Common guys, this is supposed to be a "No Question Is A Dumb Question" thread, please help and don't make me feel like an idiot for putting a P99RS in a Wrangler. I know it doesn't belong in there but it's what I got and what I have to use since I don't have another head unit and have already committed myself to installing it.


----------



## sqcomp (Sep 21, 2009)

Turn the source off. Then go through the setup options. I seem to remember the option of being able to go three way versus four way on my P-01. IIRC, it lets you turn off selected pre outs...

If I can remember, I'll go through mine today and get back to you.

How about this instead:

http://pioneer.ipapercms.dk/Manuals/DEX_P99RS_CRB3063_manual/

Page 38 and some on page 39

You turn off the power and then hold down the multi control button until it registers the initial setup menu. The speaker setting is the second option/menu/whatever going through.

And you're no more of an "idiot" for installing a P99 into your Wrangler than I am for installing a P-01 into a Yaris. Screw the haters. If you did everything they wanted you to, you'd be running Rainbow speakers and losing soundoffs...


----------



## mikey7182 (Jan 16, 2008)

Well per the manual, "MID" is always on and cannot be turned off. So if you're doing a 3-way, whether it's HI/MID/SUB or F/R/SUB, you will use the MID/LOW/SUB outputs and leave the HIGH outputs empty. You could bi-amp the fronts and ditch the soundbar, at which point you could either keep the a/d/s passive crossover or ditch it (I would ditch it). If you went active, you could set all the crossover points from the HU. Use MID for the tweeters, LOW for the midrange/midbass, and SUB for the subs. If you keep the passive crossovers, you might as well not bi-amp, keep the soundbar on the rear channels of the amp, and follow my suggestion in the previous post.
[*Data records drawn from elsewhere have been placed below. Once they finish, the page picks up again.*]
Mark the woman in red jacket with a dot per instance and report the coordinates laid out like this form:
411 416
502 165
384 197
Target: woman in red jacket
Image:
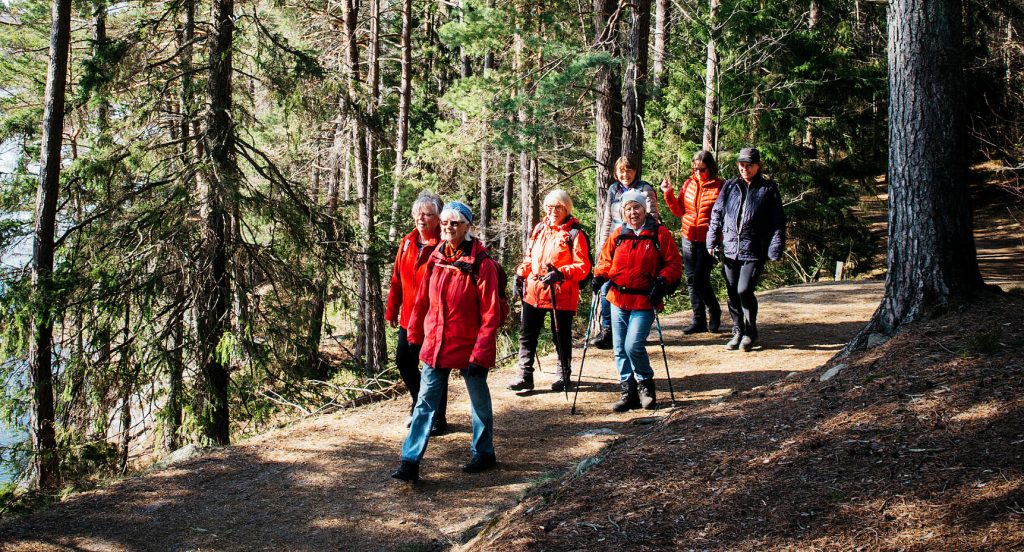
456 320
693 206
641 261
557 258
410 265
BTW- how were you biamping before if you still had the soundbar running off the rear speaker channels on the Kenwood? Any TA or EQ changes that were made to whichever a/d/s speakers were connected to the rear RCA outputs would have impacted the soundbar as well.


----------



## sqshoestring (Jun 19, 2007)

The 880prs has a switch on the back to change mode from 3 way to F/R/S. It also changes the xover points that are available it has more for 3 way. I read some of the manual for the 99 a while back, I got the idea you could set the xovers to do a RCA set 80Hz HP (or whatever) to do rears and since you can set the level on them its the same as a fader anyway.


----------



## mikey7182 (Jan 16, 2008)

That's true, it would act as a fader. However, there is no actual Fade control on the P99RS; just Balance control. That should be a dead giveaway that this deck does not have a F/R/Sub option.


----------



## michaelsil1 (May 24, 2007)

Aaron'z 2.5RS/WRX said:


> You own a 1000$ HU and you've just "skimmed" the manual...
> 
> :laugh:


Suggested price $1,349.00

I would read every word in the manual at least once!

BTW 

I wish I could afford to have one just sitting around.


----------



## sqshoestring (Jun 19, 2007)

I would like one to run F/R/S/midbass, but not going to sink that kind of coin in my dash there are other ways. It is amazing how we don't have the electronics knowledge to make a more capable HU for a reasonable price, lol, but I can get a smart phone for <$100.


----------



## mikey7182 (Jan 16, 2008)

sqshoestring said:


> I would like one to run F/R/S/midbass, but not going to sink that kind of coin in my dash there are other ways. It is amazing how we don't have the electronics knowledge to make a more capable HU for a reasonable price, lol, but I can get a smart phone for <$100.


Phones cost quite a bit more to manufacture than $100. You get it for pennies because you sign a contract with the carrier so they eat the loss up front. Maybe we could get the headunits subsidized by signing a 2 year XM subscription?


----------



## BigRed (Aug 12, 2007)

JKashat said:


> Title says it all. I decided to remove my Kenwood Excelon DNX-9960 and install my Pioneer DEX-P99RS that has been sitting (until now) BNIB since I got it back in May. The installation instructions only illustrate that the "High" RCA is not used and that the RCA's needed are Mid/Low/Sub. I'm assuming Sub=Sub, if I'm wrong please let me know. But, which is used for Front/Rear? I did search "DEX-P99RS" but there were 10 pages of threads to go through, none of which seems like they would help. Thanks in advance!
> 
> Also, if anyone wants to know why I removed the DNX9960... Well, first the CMOS-300 took a dump on me. I'm sending it back for a warranty exchange new one. And, it's freezing and crashing on me. Also, after the last recommended update, the Volume will only go up/down by repeatedly pressing the button on the head unit or remote. That's annoying as hell, especially in a Jeep Wrangler. I have spoke to the shop where I purchased it and since I purchased the Extended Warranty they are willing to exchange it for a BNIB one which I will be listing on eBay, unless someone here is interested.


same reason I got rid of my kenwood  very disappointing considering the price point on that unit.


----------



## JKashat (Nov 19, 2009)

Update, installed the P99RS this afternoon. I did it Front=Mid, Rear=Low, and Sub=Sub. I haven't adjusted ANYTHING yet but the SQ is much better. The install was easy and straight forward but I made the mistake of relocating the Sirius antenna and now it keeps "Acquiring Signal". I'll have to move it back when I have time to tear it back down. I'll probably wait until the weather warms up a bit. I love that little remote!


----------